I Was a Republican Partisan. It Altered the Way I Saw the World.

I’m having the strongest sense of déjà vu.

In 2012, I was a Republican partisan. This was when I was a conservative constitutional litigator and occasional Republican Party activist, before my journalism career. I’d helped form a group called Evangelicals for Mitt all the way back in 2005, hoping to persuade evangelical Republicans to support a Mormon for president. We’d done our small bit to help push Romney over the finish line in the primaries, and most conservatives seemed convinced that he should win. Republicans had swept the 2010 midterms, the unemployment rate remained high, and Barack Obama’s approval rating was below 50 percent.
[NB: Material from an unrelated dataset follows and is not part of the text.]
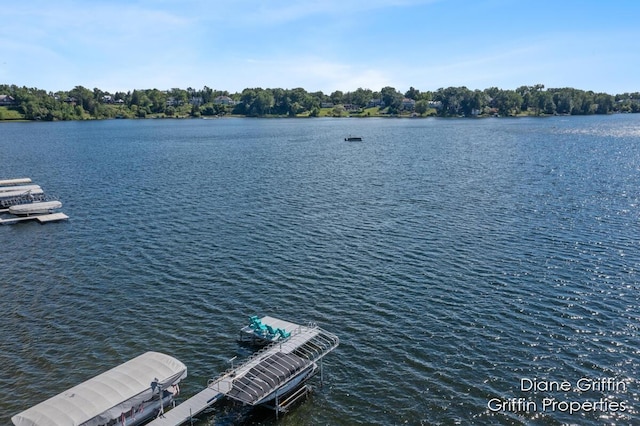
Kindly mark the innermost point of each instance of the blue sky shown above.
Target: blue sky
(327, 45)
But there was a problem: The polls were bad. Almost all of them showed Romney losing to Obama, and so conservative media started a movement to unskew the polls. There was even a website created, Unskewed Polls, that purported to fix the polling errors, and unskewed polls showed Romney winning.

Conservatives believed that pollsters were deliberately undercounting Republican votes to discourage Republican voters and sway the results of the election. So to unskew the results, they reweighted the samples to include a higher percentage of likely Republican voters. Conservatives thus created a parallel universe where Romney was leading, and many people at most senior levels of the campaign believed that mainstream polls were wrong and Romney would win — including, reportedly, even the candidate himself.

I was in Boston at the Romney party on election night, and when Fox News called Ohio for Obama, there was a palpable sense of shock, followed almost immediately by denial. I remember fielding emails in the days and weeks after the election from angry Republicans who wondered, even then, if Obama had cheated.

I thought of 2012 when I read in an Axios report this week that “President Biden doesn’t believe his bad poll numbers, and neither do many of his closest advisers.” That belief isn’t absurd on its face. After all, polling is difficult, and there have been a number of recent polling misses. As Axios notes, Donald Trump overperformed his polling in 2016 and 2020, and Democrats overperformed in 2022. And the sampling process is tricky as well.

For example, as The Times’s Nate Cohn noted on X, there is a stark difference between high-propensity voters, who are more likely to support Biden, and low-propensity voters, who are more likely to support Trump. Some percentage of those low-propensity voters will turn out. The key question is how many. But it’s one thing to criticize any given poll, and it’s another thing entirely to dismiss aggregated results, taken over months, that show the same thing: a race that is incredibly tight, far too tight for Biden’s comfort.